Bedeutung für Vermieter
Für Vermieter — insbesondere für Vermieter von Eigentumswohnungen — ist die Frage der Umlagefähigkeit zentral: Während die Hausgeldabrechnung Ihrer WEG alle Kosten der Eigentümergemeinschaft enthält, dürfen Sie in der Nebenkostenabrechnung an Ihren Mieter ausschließlich umlagefähige Posten weitergeben.
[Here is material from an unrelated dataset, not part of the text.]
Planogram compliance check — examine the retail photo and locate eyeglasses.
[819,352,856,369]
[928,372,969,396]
Ein falsch umgelegter Posten kann teuer werden:
- Der Mieter kann der Position widersprechen
- Bei groben formellen Mängeln kann die Abrechnung nach Rechtsprechung unwirksam sein
- Im Folgejahr kann der Mieter die monatlichen Vorauszahlungen anpassen lassen
Eine in der Vermieter-Praxis verbreitete Orientierung: Kosten des laufenden Betriebs der Immobilie gelten typischerweise als umlagefähig. Posten mit erhaltendem, verwaltendem, einmaligem oder vermögensbildendem Charakter werden regelmäßig nicht umgelegt.
Rechtliche Grundlage
Die zentrale Norm ist § 2 BetrKV, der 17 Kostenarten abschließend auflistet, die als Betriebskosten gelten und damit grundsätzlich umlagefähig sein können. Eine darüber hinausgehende Umlage durch frei vereinbarte Mietvertragsklauseln ist nicht möglich — die Liste in § 2 BetrKV ist abschließend.
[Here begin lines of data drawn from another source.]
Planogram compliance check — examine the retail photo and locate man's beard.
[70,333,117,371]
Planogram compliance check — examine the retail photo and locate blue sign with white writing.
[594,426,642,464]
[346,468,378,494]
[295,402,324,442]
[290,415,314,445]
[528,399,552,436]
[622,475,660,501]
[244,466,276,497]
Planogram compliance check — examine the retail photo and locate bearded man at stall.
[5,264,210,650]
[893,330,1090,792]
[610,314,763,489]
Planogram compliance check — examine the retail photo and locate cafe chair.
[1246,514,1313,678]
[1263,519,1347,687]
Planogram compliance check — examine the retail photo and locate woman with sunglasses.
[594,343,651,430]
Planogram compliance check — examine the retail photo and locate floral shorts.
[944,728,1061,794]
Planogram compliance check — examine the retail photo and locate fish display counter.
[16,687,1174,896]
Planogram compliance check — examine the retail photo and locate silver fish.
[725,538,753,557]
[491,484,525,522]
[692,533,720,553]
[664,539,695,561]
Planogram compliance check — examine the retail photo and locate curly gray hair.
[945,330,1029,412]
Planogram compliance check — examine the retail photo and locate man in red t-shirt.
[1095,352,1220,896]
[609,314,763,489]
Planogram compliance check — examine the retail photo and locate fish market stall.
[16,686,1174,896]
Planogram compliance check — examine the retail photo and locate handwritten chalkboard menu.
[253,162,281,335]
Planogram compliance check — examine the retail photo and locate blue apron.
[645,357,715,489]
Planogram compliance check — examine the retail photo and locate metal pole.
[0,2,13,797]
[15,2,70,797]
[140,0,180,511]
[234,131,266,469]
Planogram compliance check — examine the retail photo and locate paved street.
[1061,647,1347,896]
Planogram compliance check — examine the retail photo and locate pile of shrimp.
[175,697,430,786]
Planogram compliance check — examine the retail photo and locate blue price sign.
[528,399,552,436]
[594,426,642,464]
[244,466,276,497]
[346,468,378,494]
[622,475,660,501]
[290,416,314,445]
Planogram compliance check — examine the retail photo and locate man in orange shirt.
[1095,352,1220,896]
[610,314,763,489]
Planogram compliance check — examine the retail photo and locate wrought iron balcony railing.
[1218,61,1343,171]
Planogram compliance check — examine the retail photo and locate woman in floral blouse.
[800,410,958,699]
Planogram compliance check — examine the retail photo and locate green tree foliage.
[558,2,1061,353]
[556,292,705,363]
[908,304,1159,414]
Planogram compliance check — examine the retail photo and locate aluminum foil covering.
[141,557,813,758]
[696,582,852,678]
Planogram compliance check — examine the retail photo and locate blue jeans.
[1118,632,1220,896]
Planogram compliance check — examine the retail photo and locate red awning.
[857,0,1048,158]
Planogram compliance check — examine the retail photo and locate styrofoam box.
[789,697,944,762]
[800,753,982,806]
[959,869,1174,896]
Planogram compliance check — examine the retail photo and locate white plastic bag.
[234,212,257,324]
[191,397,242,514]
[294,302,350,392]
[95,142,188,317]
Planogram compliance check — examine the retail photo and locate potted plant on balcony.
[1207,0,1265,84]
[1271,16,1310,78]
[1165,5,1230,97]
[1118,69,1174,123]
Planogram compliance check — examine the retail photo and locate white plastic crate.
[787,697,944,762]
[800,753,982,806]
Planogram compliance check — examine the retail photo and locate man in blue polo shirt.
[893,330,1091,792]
Zusätzlich gelten folgende Anforderungen:
- Mietvertragliche Vereinbarung — die Umlage muss im Mietvertrag konkret geregelt sein (§ 556 Abs. 1 BGB)
- Wirtschaftlichkeitsgebot — der Vermieter darf keine Kosten umlegen, die er hätte vermeiden können; er muss bei der Bewirtschaftung auf ein angemessenes Preis-Leistungs-Verhältnis achten (§ 556 Abs. 3 BGB)
- Abrechnungsfrist — die Abrechnung muss innerhalb von 12 Monaten nach Ende des Abrechnungszeitraums erfolgen
Die vollständige Liste umlagefähiger Betriebskosten
§ 2 BetrKV definiert 17 Kostenarten. Eine davon — der Kabelanschluss (Nr. 15) — ist nach der TKG-Reform 2021 seit dem 01.07.2024 nicht mehr umlagefähig (siehe Hinweis unten). Die übrigen 16 Kostenarten sind umlagefähig, sofern sie im Mietvertrag vereinbart und tatsächlich angefallen sind:
| Nr. | Kostenart | Typische Beispiele |
|---|---|---|
| 1 | Laufende öffentliche Lasten des Grundstücks | Grundsteuer |
| 2 | Wasserversorgung | Kaltwasser, Wasserzähler, Eichung |
| 3 | Entwässerung | Abwasser, Niederschlagswasser |
| 4 | Heizungsanlage | Brennstoff, Wartung, Ablesung (zusätzlich HKVO) |
| 5 | Warmwasserversorgung | Zentrale Warmwasseraufbereitung |
| 6 | Verbundene Heizungs- und Warmwasserversorgung | Kombi-Anlagen |
| 7 | Aufzug | Strom, Wartung, TÜV-Prüfung |
| 8 | Straßenreinigung und Müllabfuhr | Kommunale Gebühren, Müllcontainer |
| 9 | Gebäudereinigung und Ungezieferbekämpfung | Treppenhausreinigung, Schädlingsbekämpfung |
| 10 | Gartenpflege | Rasenmähen, Heckenschnitt, Bepflanzung |
| 11 | Beleuchtung | Allgemeinstrom Treppenhaus, Außenanlagen |
| 12 | Schornsteinreinigung | Schornsteinfeger, Emissionsmessung |
| 13 | Sach- und Haftpflichtversicherung | Gebäude-, Glas-, Sturm- und Wasserschaden, Öltank-Haftpflicht |
| 14 | Hauswart | Anteil für Hausmeistertätigkeiten |
| 15 | Gemeinschafts-Antennenanlage / Breitbandanschluss | Eingeschränkt — Kabelanschluss seit 01.07.2024 nicht mehr umlagefähig (siehe Hinweis unten) |
| 16 | Maschinelle Wascheinrichtungen | Gemeinschaftswaschmaschine |
| 17 | Sonstige Betriebskosten | Nur wenn im Mietvertrag konkret benannt |
Was bedeutet "sonstige Betriebskosten" in Nr. 17?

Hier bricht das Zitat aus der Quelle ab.